母は31年前に亡くなっていて、残念ながら当時の話は、昔、聞いたきり。でも、父が撮っていた8ミリ映像が残っていたんです。当時は珍しかったと思うんですが、新しもの好きな人だったんです。
この映像を見ることで、母が校長をしていた洋裁学校の様子を見ることができました。戦後の貧しい時代、みんなが大八車を引っぱりながらミシンを搬入していく様子とかが。生徒さんたちはきゅーっとウエストをしぼった、ヘップバーンみたいなドレスを着て、本当にキラキラしていました。私はまだ生まれてなかったけど、そこに立ち会えた感覚があって。母の思い出と重ね、書いていてとても楽しかったです。
――ウエディングドレスと聞けば、さぞ華やかで軽やかな美しい話かと思うかもしれないが、本作は、戦中戦後を苦労して生き延びた女性たちへの敬意が込められている。

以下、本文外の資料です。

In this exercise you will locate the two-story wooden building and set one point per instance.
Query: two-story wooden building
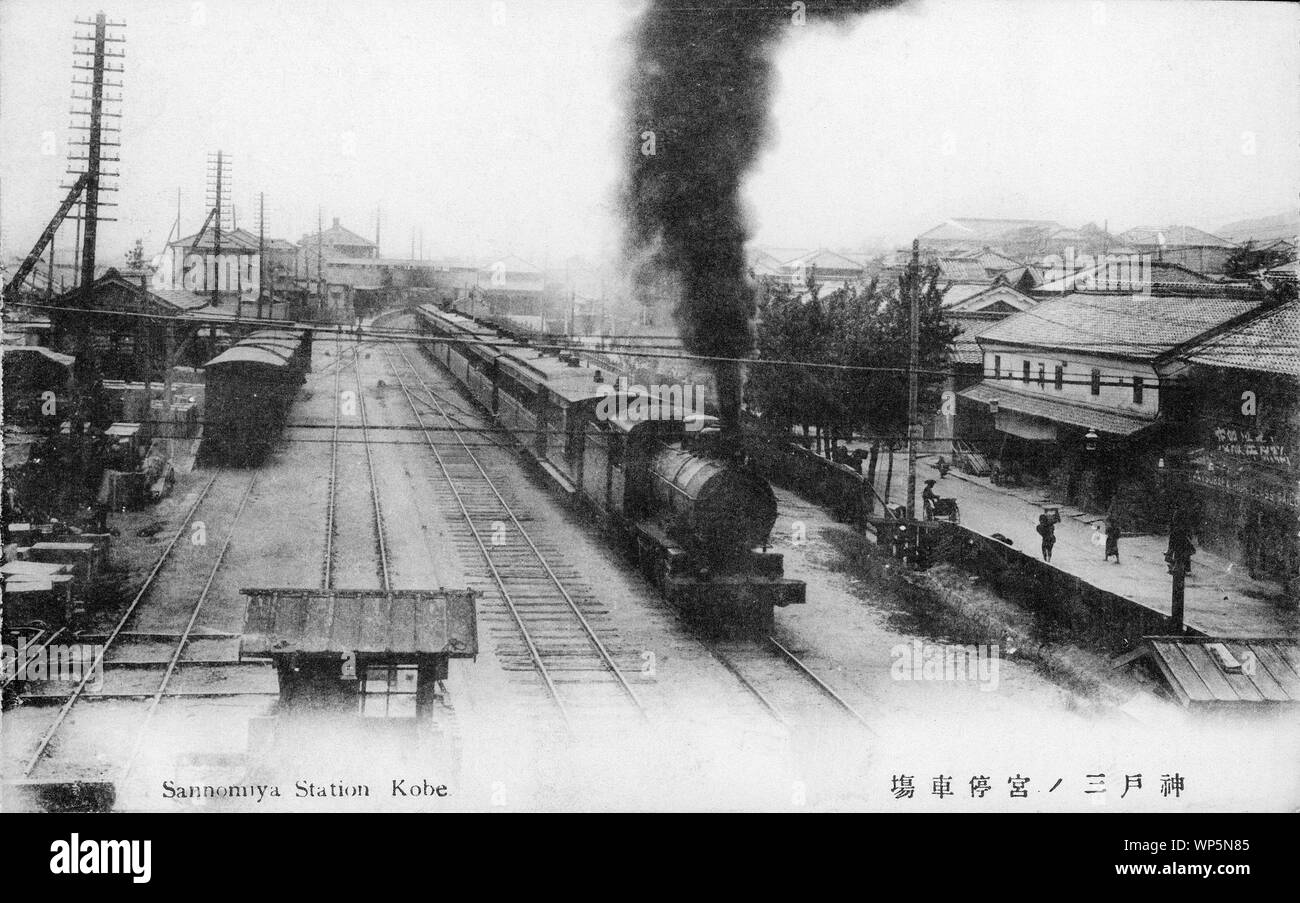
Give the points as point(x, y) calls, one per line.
point(1074, 390)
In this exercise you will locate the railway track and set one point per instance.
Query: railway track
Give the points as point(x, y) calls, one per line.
point(785, 686)
point(763, 669)
point(142, 641)
point(554, 621)
point(349, 491)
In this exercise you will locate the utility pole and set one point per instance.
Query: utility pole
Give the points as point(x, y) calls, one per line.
point(219, 196)
point(261, 247)
point(320, 256)
point(913, 364)
point(216, 287)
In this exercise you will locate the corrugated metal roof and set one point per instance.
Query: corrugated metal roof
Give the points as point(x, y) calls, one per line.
point(1123, 274)
point(63, 360)
point(1057, 411)
point(273, 347)
point(1268, 343)
point(962, 270)
point(971, 229)
point(1174, 237)
point(1214, 672)
point(1131, 326)
point(406, 621)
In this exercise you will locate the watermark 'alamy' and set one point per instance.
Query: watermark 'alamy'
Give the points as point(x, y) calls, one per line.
point(77, 856)
point(945, 661)
point(53, 663)
point(671, 402)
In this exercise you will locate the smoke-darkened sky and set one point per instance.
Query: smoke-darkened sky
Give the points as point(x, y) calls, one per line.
point(495, 125)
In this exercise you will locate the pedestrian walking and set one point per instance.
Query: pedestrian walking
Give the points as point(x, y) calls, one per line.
point(1112, 541)
point(1047, 529)
point(928, 499)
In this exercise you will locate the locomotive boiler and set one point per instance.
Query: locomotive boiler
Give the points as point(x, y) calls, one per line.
point(694, 517)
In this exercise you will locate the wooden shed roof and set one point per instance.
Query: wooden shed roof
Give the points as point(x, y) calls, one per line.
point(1226, 672)
point(407, 621)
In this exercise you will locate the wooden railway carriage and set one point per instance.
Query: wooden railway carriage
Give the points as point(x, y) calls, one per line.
point(250, 387)
point(696, 522)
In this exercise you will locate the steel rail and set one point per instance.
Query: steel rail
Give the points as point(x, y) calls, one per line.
point(534, 654)
point(99, 659)
point(375, 486)
point(189, 629)
point(586, 626)
point(826, 689)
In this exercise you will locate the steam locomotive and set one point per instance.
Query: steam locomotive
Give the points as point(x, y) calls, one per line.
point(696, 520)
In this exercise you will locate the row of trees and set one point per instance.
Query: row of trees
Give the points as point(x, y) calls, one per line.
point(858, 326)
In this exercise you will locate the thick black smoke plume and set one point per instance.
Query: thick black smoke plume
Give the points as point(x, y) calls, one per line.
point(697, 120)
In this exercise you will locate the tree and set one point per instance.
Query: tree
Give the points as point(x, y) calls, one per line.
point(866, 328)
point(1248, 260)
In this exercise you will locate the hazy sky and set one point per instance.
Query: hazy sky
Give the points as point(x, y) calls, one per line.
point(493, 126)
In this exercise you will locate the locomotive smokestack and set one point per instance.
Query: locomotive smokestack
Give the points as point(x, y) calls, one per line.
point(697, 118)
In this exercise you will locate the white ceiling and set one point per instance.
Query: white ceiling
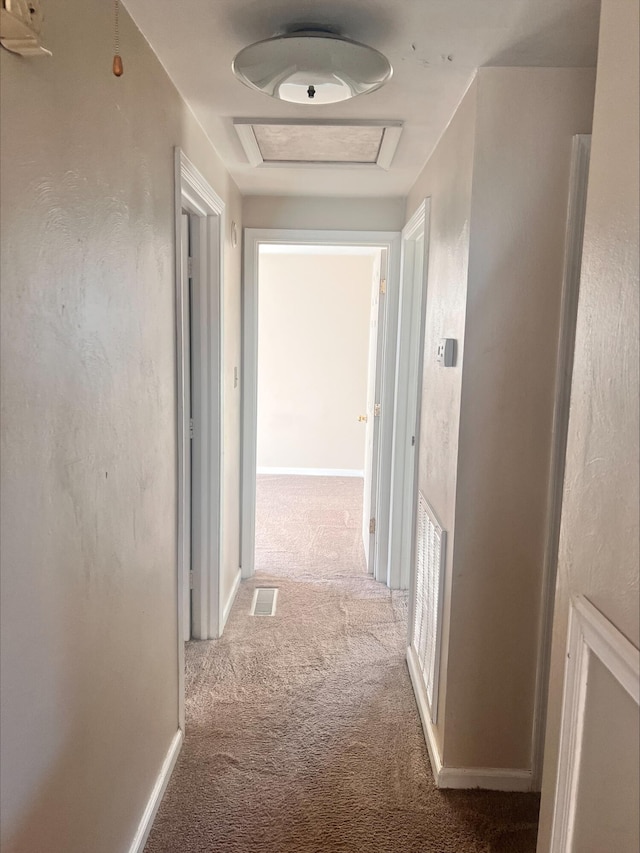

あの時代の女性たちは本当に苦労してると思うんです。女としておしゃれをする楽しみも奪われ、相手の顔も知らずに嫁にいかされた。でも戦後70年、時代が変わり、女性の生き方も変わり、結婚観も多様化してきましたよね。“ウエディングドレス”は女の生き様の歴史だと思うんです。
――玉岡さんは2年前、「一緒に子供を育てる戦友としての夫婦の形は卒業」と、本誌インタビューで“卒婚”を宣言していた。その後はというと…。